U.S. Department of Agriculture/Agriculture Research Service, Plant Gene Expression Center, Albany, California 94710, USA.
Department of Pharmaceutical Chemistry, University of California, San Francisco, California 94143, USA.
Department of Plant Biology, Carnegie Institution for Science, Stanford, California 94305, USA.
Thermo Fisher Scientific, San Jose, California 95134, USA.


Upon light-induced nuclear translocation, phytochrome (phy) sensory photoreceptors interact with, and induce rapid phosphorylation and consequent ubiquitin-mediated degradation of, transcription factors, called PIFs, thereby regulating target gene expression and plant development. Nevertheless, the biochemical mechanism of phy-induced PIF phosphorylation has remained ill-defined. Here we identify a family of nuclear protein kinases, designated Photoregulatory Protein Kinases (PPK1-4; formerly called MUT9-Like Kinases (MLKs)), that interact with PIF3 and phyB in a light-induced manner in vivo.
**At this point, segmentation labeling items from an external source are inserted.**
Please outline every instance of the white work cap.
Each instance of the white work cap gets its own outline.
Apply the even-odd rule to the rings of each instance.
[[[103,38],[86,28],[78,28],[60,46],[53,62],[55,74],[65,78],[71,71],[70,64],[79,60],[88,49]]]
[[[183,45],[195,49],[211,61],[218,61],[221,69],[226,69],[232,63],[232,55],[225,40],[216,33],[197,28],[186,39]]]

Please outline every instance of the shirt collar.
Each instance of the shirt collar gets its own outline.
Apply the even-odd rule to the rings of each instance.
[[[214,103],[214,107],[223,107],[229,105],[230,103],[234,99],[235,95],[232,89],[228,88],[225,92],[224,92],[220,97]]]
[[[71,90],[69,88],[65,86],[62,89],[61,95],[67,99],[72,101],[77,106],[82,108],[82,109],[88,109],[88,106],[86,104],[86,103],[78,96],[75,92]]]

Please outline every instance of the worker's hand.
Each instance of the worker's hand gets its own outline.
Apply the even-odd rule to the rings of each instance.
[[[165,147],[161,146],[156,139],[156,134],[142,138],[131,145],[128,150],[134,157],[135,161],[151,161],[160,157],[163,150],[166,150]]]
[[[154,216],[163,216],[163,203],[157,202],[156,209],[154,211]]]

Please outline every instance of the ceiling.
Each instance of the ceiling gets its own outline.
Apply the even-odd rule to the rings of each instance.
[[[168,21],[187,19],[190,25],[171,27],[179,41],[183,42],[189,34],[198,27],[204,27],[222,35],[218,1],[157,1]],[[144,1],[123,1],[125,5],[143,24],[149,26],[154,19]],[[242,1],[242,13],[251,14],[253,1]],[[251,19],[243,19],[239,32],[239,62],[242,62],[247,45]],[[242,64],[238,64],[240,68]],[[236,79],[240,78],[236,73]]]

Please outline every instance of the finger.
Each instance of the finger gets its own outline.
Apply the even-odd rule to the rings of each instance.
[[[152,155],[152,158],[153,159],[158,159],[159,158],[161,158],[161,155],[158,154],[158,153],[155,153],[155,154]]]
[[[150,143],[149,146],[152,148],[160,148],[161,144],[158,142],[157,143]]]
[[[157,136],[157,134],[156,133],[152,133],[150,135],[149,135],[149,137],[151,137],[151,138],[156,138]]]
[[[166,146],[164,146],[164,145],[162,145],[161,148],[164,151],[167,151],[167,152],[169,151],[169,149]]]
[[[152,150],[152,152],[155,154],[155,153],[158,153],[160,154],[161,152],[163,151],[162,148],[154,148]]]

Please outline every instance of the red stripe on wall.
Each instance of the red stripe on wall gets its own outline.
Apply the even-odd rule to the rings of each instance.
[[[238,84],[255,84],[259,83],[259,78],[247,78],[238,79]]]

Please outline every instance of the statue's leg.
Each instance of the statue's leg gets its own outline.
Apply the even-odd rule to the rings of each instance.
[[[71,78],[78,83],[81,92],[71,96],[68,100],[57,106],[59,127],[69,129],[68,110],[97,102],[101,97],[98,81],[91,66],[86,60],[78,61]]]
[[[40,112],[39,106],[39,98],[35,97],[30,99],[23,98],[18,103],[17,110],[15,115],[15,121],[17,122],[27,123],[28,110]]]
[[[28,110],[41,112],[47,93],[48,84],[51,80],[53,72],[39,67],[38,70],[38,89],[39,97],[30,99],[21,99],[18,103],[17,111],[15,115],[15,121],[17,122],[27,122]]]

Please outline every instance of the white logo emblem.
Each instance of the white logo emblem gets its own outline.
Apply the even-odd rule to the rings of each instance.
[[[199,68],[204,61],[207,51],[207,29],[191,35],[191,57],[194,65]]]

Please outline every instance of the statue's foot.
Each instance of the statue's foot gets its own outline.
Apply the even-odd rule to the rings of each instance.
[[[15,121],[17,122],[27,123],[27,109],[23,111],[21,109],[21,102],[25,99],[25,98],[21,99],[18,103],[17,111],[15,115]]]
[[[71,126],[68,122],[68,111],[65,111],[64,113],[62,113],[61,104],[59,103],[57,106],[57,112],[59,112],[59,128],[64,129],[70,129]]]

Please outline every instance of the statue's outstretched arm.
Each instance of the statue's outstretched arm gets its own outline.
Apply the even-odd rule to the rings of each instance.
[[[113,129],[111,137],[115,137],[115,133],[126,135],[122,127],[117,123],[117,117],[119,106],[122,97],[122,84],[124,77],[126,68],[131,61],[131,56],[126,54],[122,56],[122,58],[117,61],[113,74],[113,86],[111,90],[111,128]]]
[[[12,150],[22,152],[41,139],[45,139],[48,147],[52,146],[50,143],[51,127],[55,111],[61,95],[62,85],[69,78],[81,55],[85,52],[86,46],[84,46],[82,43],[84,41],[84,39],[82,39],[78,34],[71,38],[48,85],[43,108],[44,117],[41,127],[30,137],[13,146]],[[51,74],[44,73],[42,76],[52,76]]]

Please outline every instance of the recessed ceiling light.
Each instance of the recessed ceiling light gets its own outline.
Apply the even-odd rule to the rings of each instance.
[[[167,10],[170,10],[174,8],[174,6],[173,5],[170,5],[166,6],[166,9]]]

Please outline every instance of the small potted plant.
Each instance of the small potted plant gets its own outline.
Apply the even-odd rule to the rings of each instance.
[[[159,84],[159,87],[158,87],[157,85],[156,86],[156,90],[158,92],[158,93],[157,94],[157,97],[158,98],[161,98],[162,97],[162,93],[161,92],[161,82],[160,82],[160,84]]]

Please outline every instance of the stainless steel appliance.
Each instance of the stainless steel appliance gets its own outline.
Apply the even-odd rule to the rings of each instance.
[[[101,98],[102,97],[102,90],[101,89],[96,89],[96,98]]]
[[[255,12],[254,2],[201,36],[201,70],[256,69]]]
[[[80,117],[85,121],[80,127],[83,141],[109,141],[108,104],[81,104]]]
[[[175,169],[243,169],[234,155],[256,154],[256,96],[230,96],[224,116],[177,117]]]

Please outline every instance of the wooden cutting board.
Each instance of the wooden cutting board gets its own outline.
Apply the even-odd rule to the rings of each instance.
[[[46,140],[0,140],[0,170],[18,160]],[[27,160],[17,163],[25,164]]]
Genetic analyses demonstrate that the PPKs are collectively necessary for the normal light-induced phosphorylation and degradation of PIF3. PPK1 directly phosphorylates PIF3 in vitro, with a phosphosite pattern that strongly mimics the light-induced pattern in vivo. These data establish that the PPKs are directly involved in catalysing the photoactivated-phy-induced phosphorylation of PIF3 in vivo, and thereby are critical components of a transcriptionally centred signalling hub that pleiotropically regulates plant growth and development in response to multiple signalling pathways.